Alongside news of this latest MTB deployment, Master Drilling said in its results that it was studying the potential to deploy two of these MTB units in tandem for twin-decline access as part of the technology’s second-generation developments.

“We can already see the benefit of utilising two of these machines to do a twin-decline access to an orebody,” Jordaan said.

Looking to vertical developments, Master Drilling reported that it had received shareholder funding approval from the Industrial Development Corporation for the latest work on its Shaft Boring System (SBS), designed to sink 4.5 m diameter shafts in hard rock down to 1,500 m depths.

IM witnessed the main cutting mechanism of what was previously billed as being a 45-m long, 450-t machine at the back end of 2019.

The company has since said it will introduce a “smaller scope system” as part of its introduction to the industry.

While busy on the latest slimmed down design of the SBS, Master Drilling has signed a letter of intent with a prospective South Africa project that could see a machine start sinking activities in the first half of 2022, Jordaan said.

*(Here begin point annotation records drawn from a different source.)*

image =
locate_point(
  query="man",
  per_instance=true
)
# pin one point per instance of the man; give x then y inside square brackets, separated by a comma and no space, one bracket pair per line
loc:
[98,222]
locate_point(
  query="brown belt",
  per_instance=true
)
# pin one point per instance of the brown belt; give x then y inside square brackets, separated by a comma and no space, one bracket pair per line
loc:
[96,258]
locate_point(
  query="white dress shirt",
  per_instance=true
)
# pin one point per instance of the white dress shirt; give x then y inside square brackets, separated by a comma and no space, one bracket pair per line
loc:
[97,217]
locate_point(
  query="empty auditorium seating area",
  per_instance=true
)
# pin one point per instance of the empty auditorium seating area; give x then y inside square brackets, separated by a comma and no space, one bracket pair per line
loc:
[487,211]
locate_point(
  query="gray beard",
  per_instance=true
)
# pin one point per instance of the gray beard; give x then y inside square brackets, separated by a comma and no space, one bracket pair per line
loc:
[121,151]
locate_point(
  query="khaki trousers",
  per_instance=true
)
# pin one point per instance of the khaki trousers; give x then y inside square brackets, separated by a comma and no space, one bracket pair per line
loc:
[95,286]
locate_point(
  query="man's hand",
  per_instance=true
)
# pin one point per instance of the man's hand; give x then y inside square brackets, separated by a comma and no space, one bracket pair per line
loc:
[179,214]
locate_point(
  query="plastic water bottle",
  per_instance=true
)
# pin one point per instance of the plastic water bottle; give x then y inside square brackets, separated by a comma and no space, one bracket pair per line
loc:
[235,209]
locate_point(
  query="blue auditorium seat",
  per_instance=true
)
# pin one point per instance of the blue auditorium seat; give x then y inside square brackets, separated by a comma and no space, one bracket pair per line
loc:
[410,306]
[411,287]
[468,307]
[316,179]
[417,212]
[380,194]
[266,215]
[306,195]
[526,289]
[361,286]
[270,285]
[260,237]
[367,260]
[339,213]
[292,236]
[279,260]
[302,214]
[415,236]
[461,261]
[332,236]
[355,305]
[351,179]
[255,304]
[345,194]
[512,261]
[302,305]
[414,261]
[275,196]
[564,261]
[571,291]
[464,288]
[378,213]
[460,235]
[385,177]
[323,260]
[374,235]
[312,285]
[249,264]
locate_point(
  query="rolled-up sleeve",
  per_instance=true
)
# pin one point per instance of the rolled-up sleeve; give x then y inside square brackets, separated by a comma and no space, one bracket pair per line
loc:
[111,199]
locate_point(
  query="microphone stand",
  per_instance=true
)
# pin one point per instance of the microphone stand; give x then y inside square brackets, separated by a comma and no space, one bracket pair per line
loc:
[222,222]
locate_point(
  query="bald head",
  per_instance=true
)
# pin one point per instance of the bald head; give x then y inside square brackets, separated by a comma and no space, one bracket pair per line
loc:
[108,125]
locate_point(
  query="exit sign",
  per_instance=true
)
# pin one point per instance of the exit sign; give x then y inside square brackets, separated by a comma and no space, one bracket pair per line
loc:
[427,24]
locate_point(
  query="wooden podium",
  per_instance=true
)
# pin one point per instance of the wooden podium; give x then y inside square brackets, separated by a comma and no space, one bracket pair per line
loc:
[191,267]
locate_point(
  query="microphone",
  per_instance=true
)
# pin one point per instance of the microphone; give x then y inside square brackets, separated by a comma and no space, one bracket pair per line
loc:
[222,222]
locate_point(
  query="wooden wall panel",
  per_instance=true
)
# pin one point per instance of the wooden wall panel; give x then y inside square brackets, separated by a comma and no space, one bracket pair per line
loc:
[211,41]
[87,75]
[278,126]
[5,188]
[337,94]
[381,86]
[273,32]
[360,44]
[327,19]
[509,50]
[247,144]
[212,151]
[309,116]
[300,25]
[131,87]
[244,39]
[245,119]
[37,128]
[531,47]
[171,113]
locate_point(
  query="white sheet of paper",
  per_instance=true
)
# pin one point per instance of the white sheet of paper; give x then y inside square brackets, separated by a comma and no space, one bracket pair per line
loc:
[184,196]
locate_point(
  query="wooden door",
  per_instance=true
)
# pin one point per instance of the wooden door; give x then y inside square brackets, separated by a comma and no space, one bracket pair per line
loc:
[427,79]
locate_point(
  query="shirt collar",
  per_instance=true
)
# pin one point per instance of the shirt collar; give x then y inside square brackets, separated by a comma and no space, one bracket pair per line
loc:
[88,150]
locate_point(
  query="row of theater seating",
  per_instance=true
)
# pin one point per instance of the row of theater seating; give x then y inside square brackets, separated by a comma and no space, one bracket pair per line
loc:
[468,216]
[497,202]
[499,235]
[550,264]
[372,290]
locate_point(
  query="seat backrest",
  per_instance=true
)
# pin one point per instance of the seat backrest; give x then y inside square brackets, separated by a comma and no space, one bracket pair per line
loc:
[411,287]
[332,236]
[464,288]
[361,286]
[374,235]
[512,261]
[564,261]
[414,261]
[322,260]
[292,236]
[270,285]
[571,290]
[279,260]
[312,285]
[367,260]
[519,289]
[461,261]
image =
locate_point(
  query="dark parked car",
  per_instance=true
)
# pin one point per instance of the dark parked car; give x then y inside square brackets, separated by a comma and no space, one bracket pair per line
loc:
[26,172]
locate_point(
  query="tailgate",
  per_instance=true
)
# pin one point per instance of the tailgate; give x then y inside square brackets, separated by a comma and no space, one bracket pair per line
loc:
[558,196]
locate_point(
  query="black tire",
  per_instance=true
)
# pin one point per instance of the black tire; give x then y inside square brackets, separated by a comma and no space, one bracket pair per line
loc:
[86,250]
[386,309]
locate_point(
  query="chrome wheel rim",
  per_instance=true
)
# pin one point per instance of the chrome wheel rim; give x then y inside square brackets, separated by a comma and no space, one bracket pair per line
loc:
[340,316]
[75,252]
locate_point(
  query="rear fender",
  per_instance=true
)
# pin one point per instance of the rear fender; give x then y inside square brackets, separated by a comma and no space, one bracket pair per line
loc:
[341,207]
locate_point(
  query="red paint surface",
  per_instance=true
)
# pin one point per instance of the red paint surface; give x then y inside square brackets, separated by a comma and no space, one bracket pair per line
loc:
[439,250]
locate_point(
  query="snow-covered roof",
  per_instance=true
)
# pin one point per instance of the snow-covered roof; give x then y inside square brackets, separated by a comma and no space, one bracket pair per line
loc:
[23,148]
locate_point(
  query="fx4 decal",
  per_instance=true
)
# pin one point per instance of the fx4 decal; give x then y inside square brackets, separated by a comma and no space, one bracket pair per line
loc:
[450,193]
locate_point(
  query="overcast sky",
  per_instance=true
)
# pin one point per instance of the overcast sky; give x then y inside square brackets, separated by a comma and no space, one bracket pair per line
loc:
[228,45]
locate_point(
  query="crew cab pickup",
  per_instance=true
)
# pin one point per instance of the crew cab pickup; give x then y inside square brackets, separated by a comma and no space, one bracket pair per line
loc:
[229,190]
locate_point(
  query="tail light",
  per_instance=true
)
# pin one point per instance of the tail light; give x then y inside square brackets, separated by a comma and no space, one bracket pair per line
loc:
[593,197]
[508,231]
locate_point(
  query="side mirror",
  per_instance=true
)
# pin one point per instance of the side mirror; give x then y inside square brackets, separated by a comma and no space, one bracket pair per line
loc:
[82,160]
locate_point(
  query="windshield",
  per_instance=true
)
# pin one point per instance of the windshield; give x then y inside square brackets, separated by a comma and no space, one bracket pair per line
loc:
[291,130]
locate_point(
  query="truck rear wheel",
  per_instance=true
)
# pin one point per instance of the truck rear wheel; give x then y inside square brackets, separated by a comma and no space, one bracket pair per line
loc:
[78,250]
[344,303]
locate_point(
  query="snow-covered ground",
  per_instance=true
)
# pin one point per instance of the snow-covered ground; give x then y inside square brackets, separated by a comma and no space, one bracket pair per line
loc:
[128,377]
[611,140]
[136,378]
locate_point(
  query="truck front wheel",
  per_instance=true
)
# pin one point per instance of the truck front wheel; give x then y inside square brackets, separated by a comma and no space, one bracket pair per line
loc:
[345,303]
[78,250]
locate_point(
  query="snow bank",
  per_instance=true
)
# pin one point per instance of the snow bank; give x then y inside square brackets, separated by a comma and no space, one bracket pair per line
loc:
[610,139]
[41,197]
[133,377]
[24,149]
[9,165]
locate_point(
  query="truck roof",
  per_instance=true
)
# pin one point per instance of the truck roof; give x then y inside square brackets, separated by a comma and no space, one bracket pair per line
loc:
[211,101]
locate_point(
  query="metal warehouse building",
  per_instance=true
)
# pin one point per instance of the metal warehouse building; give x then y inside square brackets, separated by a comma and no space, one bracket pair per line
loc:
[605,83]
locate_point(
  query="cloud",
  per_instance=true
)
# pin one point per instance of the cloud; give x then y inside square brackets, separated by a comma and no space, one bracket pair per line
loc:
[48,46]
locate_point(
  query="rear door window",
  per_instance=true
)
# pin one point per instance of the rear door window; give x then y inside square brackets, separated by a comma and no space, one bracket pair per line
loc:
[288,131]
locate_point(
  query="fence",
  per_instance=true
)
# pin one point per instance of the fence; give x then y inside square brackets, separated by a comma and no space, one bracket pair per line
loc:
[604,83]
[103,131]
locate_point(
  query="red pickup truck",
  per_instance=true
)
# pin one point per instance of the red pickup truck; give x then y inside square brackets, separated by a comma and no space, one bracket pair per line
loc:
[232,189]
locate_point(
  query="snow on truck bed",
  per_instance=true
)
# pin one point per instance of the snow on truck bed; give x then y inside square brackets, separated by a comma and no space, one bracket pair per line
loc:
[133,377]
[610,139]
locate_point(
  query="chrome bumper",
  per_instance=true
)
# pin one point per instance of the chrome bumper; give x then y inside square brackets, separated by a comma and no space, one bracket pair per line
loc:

Outside of these developments, Master Drilling reported on several contract awards across the globe, including a three-year raiseboring extension with AngloGold Ashanti in Brazil, a joint venture agreement with Besalco Construction to work on Codelco’s Chuquicamata copper mine, an executed contract with Glencore’s Raglan mine in Canada, an agreement with Zimplats in Zimbabwe and a “long-term contract” on the Khoemacau copper-silver project in Botswana.